Millennial Votes Impact Election
Millennials are the United States’ largest living generation. According to the Pew Research Center analysis of 2016 U.S. Census Bureau data, approximately 69.2 million millennials (adults aged 18-35) rival the 69.7 million baby boomers (adults aged 52-70), who had previously dominated the American electorate. The data suggests that younger people who are eligible to vote have greater electoral influence; however, voter turnout typically comprises everyone but millennials.
Lagging youth enthusiasm in elections, according to the Pew Research Center, can be partially attributed to the feeling that their vote is pointless in the grand scheme. According to the Washington Post, every youngest generation throughout history has had the least interest in voting due to the perception that their voices are unheard.
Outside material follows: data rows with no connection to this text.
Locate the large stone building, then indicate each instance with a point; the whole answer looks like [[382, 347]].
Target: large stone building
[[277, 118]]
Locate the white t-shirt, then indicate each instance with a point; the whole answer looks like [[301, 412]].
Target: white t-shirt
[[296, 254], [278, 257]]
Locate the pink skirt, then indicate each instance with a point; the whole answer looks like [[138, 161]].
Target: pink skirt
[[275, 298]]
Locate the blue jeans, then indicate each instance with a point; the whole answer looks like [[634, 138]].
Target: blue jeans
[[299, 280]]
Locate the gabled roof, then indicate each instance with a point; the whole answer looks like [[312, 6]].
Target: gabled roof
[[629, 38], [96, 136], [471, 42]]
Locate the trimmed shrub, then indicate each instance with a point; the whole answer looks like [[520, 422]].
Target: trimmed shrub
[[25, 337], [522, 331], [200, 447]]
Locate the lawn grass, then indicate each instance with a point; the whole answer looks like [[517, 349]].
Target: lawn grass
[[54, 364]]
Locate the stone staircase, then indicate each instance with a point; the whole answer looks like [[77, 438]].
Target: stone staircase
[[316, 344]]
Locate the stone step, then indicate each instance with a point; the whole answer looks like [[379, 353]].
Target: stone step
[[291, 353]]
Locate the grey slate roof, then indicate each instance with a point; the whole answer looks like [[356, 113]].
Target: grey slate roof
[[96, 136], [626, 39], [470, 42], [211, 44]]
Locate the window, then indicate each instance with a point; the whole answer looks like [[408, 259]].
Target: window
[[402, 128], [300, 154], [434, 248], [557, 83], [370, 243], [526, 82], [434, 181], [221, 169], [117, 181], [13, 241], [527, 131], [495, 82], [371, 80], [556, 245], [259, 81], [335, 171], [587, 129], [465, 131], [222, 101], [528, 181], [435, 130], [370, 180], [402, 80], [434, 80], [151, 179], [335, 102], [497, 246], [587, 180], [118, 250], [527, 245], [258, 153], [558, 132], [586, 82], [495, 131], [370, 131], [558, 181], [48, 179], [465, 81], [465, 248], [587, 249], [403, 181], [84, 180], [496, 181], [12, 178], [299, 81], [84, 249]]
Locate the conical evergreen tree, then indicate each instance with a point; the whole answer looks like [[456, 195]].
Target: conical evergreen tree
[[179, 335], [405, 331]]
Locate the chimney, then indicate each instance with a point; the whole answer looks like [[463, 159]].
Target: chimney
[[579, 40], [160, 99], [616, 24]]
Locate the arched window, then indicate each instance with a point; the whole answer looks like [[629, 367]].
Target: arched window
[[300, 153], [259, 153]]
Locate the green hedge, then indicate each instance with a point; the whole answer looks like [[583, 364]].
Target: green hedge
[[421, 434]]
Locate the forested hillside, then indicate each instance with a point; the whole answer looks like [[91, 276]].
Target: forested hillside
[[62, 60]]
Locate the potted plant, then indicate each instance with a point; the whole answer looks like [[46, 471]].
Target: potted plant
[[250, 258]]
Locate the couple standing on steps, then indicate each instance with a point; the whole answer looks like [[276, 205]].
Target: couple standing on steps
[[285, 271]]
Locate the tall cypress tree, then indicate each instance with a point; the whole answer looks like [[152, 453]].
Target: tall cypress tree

While many millennials abstain from voting and subscribe to this sentiment, a few are enthusiastic about the upcoming election. Junior Kaitlen Cerney looks forward to exercising her voting rights.
“If we want our voice to be heard, we obviously have to get out there, go vote and make our presence known,” Cerney said.
Although Cerney encourages her peers to vote, she said that her experience with sending in her voter registration is cumbersome, which she feels can also deter young people from voting.
“I find the system of still having to mail in your voter registration form a bit antiquated and that’s holding a lot of millennials back,” Cerney said. “It would be great if the system could graduate to something online and easier to do.”
Three Big Takeaways From the Presidential Debate
1. Presidential candidates have consistently released their tax returns since the early 1970s. While Clinton followed this trend, the question of whether Trump will follow this tradition still remains. He claimed in the Presidential Debate that tax evasions made him “smart,” further asserting that if he had paid his taxes, they would have been squandered by the government.
2. Clinton criticized Trump’s fiscal plans by referring to them as “trumped-up trickle-down economics.” She then pointed out that he had received significant economical support from his father. Trump responded by stating that his father had given him “a very small loan.”
3. Trump openly bragged about his travels. “You’ve seen me, I’ve been all over the place. You decided to stay at home and that’s okay.” Clinton countered that she used the time to prepare for the debate and to “prepare for the presidency.”